Question

A solid non conducting sphere of radius $R$ is charged uniformly. At what distance from its surface is the electrostatic potential becomes half of the potential at the centre?

• A. $\frac{4R}{3}$
• B. $\frac{R}{2}$
• C. $\frac{R}{3}$
• D. $2\text{R}$

Answer 1

The correct option is C $\frac{R}{3}$


For a uniformly charged solid sphere, the electric potential inside the surface, at a distance $r^{\prime }$ from centre is given by

$V_{inside}=\frac{kq}{2R}\{3-\frac{r^{\prime 2}}{R^2}\}$

Potential at the centre of the sphere is obtained by substituting $r^{\prime }=\text{0}$.
$\Rightarrow V_{centre}=\frac{3kq}{2R}\dots \left(i\right)$

Let the electric potential becomes half at the point $\text{P}$ with respect to the centre.

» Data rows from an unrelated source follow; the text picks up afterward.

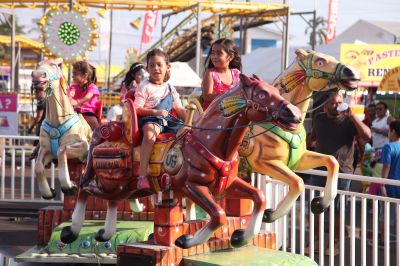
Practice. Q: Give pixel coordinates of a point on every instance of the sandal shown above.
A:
(143, 183)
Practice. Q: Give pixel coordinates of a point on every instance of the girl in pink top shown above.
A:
(84, 93)
(223, 69)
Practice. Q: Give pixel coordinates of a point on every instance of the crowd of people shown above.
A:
(335, 132)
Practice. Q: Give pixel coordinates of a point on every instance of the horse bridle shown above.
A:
(46, 85)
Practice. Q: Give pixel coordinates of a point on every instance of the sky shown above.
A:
(124, 36)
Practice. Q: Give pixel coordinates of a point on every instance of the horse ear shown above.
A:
(301, 54)
(58, 60)
(245, 79)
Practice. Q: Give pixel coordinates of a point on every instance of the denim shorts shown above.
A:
(320, 181)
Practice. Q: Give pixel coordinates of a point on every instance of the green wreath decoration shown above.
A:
(68, 33)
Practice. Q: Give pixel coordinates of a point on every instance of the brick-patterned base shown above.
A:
(51, 217)
(146, 253)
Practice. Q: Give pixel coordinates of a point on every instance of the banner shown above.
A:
(8, 114)
(391, 80)
(373, 61)
(332, 18)
(149, 25)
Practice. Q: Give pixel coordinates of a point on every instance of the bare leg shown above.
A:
(150, 133)
(110, 224)
(67, 186)
(190, 210)
(313, 159)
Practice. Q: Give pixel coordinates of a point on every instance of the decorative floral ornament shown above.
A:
(68, 33)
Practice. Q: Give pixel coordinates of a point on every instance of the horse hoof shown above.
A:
(316, 205)
(100, 236)
(70, 191)
(267, 216)
(237, 239)
(53, 194)
(67, 236)
(183, 240)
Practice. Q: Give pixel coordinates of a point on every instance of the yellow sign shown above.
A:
(391, 80)
(373, 61)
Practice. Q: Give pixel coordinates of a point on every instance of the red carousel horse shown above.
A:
(209, 152)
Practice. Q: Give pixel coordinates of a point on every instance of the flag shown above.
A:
(332, 18)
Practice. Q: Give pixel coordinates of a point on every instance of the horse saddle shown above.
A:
(159, 153)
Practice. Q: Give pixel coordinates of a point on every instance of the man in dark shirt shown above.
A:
(334, 133)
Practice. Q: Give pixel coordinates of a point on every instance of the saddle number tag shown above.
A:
(108, 163)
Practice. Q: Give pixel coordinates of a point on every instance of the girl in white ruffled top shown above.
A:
(380, 126)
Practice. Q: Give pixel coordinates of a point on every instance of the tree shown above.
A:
(5, 26)
(320, 30)
(5, 29)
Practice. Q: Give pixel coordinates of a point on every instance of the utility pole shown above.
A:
(198, 39)
(13, 79)
(109, 52)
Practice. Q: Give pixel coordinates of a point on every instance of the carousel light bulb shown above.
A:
(102, 13)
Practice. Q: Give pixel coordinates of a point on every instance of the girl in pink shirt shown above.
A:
(132, 80)
(84, 93)
(223, 69)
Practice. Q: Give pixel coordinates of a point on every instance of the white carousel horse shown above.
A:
(64, 134)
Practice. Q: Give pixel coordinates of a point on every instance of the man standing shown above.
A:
(334, 133)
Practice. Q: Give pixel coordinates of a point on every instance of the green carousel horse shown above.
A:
(64, 134)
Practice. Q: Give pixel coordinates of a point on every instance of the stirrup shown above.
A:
(143, 183)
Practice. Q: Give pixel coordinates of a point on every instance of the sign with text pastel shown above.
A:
(391, 80)
(373, 61)
(8, 114)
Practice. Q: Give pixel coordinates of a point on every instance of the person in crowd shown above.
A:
(380, 127)
(115, 113)
(333, 133)
(84, 93)
(132, 79)
(390, 158)
(222, 72)
(154, 101)
(40, 96)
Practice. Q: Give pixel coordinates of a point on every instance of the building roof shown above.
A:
(371, 32)
(389, 26)
(25, 42)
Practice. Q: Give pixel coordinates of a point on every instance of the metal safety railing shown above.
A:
(17, 177)
(358, 214)
(358, 221)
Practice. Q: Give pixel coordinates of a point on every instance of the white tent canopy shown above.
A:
(182, 75)
(266, 62)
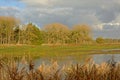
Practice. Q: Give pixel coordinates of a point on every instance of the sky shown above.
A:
(103, 16)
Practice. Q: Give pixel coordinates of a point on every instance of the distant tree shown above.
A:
(32, 34)
(100, 40)
(56, 33)
(7, 25)
(80, 34)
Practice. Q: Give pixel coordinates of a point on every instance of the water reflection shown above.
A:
(98, 58)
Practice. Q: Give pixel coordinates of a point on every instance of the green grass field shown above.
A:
(55, 51)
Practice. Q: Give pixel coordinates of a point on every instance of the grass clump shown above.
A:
(11, 70)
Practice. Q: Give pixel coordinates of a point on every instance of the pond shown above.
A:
(71, 60)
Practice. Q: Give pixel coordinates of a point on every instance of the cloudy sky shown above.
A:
(102, 15)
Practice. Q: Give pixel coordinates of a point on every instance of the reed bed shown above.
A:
(11, 69)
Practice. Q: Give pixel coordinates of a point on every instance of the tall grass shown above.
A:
(11, 69)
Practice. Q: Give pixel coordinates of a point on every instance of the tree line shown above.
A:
(11, 32)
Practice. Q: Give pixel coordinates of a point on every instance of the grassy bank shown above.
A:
(56, 51)
(10, 70)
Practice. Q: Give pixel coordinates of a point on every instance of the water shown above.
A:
(98, 58)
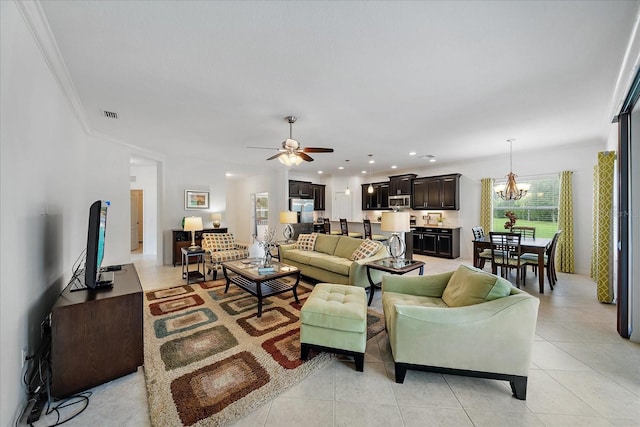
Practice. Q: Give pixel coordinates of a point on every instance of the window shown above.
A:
(539, 208)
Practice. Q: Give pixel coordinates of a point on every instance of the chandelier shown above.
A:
(510, 190)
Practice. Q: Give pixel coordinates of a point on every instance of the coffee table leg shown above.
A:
(295, 289)
(224, 271)
(371, 285)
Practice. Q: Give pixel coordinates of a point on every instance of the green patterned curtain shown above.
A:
(486, 204)
(564, 251)
(601, 261)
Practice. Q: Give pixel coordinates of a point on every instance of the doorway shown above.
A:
(261, 210)
(137, 221)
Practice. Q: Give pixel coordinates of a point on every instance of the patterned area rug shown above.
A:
(209, 360)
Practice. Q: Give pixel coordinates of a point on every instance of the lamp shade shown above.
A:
(288, 217)
(395, 222)
(193, 223)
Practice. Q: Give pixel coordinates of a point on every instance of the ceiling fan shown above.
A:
(291, 152)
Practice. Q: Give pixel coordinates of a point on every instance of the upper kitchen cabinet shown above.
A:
(436, 192)
(318, 192)
(400, 185)
(300, 189)
(377, 200)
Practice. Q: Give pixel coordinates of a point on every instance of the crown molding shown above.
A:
(39, 27)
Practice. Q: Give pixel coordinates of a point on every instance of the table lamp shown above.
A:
(193, 224)
(288, 218)
(396, 222)
(216, 217)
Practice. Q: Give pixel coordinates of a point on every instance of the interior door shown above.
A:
(134, 221)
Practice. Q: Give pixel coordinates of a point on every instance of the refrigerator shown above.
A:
(304, 207)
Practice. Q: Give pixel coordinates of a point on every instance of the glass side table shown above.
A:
(394, 266)
(187, 255)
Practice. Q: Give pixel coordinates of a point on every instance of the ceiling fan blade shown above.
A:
(266, 148)
(316, 150)
(275, 156)
(305, 157)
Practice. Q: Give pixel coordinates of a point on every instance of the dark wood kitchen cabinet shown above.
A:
(400, 185)
(378, 200)
(437, 241)
(436, 192)
(318, 192)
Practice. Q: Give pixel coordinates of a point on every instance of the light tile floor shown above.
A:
(582, 374)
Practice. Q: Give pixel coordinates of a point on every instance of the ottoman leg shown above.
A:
(304, 351)
(359, 359)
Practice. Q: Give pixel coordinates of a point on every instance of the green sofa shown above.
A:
(467, 322)
(331, 260)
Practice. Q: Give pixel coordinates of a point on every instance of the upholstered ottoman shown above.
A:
(334, 319)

$\Rightarrow V_P=\frac{1}{2}{V}_{centre}$
$\Rightarrow V_P=\frac{3kQ}{4R}\dots \left(ii\right)$

The electric potential at point $\text{P}$ is
$V_P=\frac{kq}{r}$
Substituting $V_P$ in equation $\left(ii\right)$
$\Rightarrow \frac{kq}{r}=\frac{3kq}{4R}$
$\Rightarrow \frac{1}{r}=\frac{3}{4R}$
$\Rightarrow r=\frac{4R}{3}$

Then the distance of point $\text{P}$ from the surface will be
$r-R=\frac{4R}{3}-R=\frac{R}{3}$

Hence, option (c) is correct.

$\begin{array}{c}\text{Why this question ?}\\ \text{Concept: Potential inside a solid sphere}\\ \text{is given by}\\ V=\frac{kq}{2R}\{3-\frac{r^2}{R^2}\}\end{array}$